Even more promising results have been found in broccoli sprouts. The tiny, thread-like broccoli sprouts sold at stores next to alfalfa sprouts have more than 50 times the amount of sulforaphane than found in mature broccoli.

Emily Ho, a researcher with the Linus Pauling Institute and an assistant professor in the Department of Nutrition and Exercise Sciences at OSU, will describe these dietary inhibitors for cancer prevention at the conference on “Diet and Optimum Health,” organized by the Linus Pauling Institute. The conference will be held May 16-19 at the Hilton Hotel in Portland. Ho will speak at 10:30 a.m. Friday, May 18.

Ho’s main area of research is on the dietary prevention of prostate cancer. The Asian diet could be a key in this prevention. White males born in the United States have dramatically higher rates of prostate cancer than Asian men. But when Asian men live in the U.S. for five years or more, their rates of prostate cancer rise significantly, Ho says.

Past studies in Ho’s lab have focused on dietary elements in cancer prevention such as green tea and soy.

In her new study, which was published in the Journal of the Society of Experimental Biology and Medicine, Ho and her colleagues at Linus Pauling Institute looked at cruciferous vegetables. While many cruciferous vegetables have sulforaphane, broccoli and broccoli sprouts have the highest amount and thus could be a major player in the prevention of prostate and colon cancer.

Ho said drugs classified as histone deacetylase (HDAC) inhibitors are being looked at as potentially preventing cancer. She said their research shows that these same effects of inhibiting HDAC might be obtained by consumption of cruciferous vegetables.

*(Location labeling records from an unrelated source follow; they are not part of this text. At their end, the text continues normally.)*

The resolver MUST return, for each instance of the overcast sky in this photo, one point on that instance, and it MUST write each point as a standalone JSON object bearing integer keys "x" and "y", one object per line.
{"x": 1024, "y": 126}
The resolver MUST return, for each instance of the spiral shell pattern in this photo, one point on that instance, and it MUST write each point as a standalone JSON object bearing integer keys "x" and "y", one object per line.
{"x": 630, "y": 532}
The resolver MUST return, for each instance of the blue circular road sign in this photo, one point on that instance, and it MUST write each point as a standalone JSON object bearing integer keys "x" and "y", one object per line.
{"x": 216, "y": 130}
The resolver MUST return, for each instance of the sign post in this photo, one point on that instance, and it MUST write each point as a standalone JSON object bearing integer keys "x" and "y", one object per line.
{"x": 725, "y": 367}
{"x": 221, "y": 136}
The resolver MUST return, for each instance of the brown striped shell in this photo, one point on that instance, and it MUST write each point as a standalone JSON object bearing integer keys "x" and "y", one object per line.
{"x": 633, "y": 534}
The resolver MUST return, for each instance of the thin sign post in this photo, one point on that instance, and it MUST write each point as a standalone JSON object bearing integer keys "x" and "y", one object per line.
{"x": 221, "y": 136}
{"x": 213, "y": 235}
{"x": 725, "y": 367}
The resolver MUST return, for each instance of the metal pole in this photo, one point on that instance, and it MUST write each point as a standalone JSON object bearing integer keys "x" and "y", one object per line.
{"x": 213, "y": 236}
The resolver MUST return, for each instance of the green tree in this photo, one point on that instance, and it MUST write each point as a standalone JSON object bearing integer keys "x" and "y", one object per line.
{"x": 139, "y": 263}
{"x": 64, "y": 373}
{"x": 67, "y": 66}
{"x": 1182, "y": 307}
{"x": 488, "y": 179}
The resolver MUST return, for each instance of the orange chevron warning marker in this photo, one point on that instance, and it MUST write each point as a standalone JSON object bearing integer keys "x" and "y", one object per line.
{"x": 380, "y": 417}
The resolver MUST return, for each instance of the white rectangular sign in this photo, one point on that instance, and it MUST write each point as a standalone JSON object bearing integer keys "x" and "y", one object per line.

“I would say if you’re at all worried about cancer or at high risk of cancer, especially of prostate or colon cancer, then increasing your dietary intake of broccoli and other vegetables could be a good idea,” Ho said.

“It certainly can’t hurt. And drugs can have negative side effects and be difficult to administer.”

While Ho said the research is not at the point where she can make a specific recommendation on how much broccoli or bok choy to eat, she personally tries to have two servings of cruciferous vegetables a day.

In human subjects, just eating some broccoli sprouts on top of a bagel with cream cheese resulted in HDAC inhibition.

“The compound in broccoli may be one of the strongest anti-cancer fighters we have,” Ho said.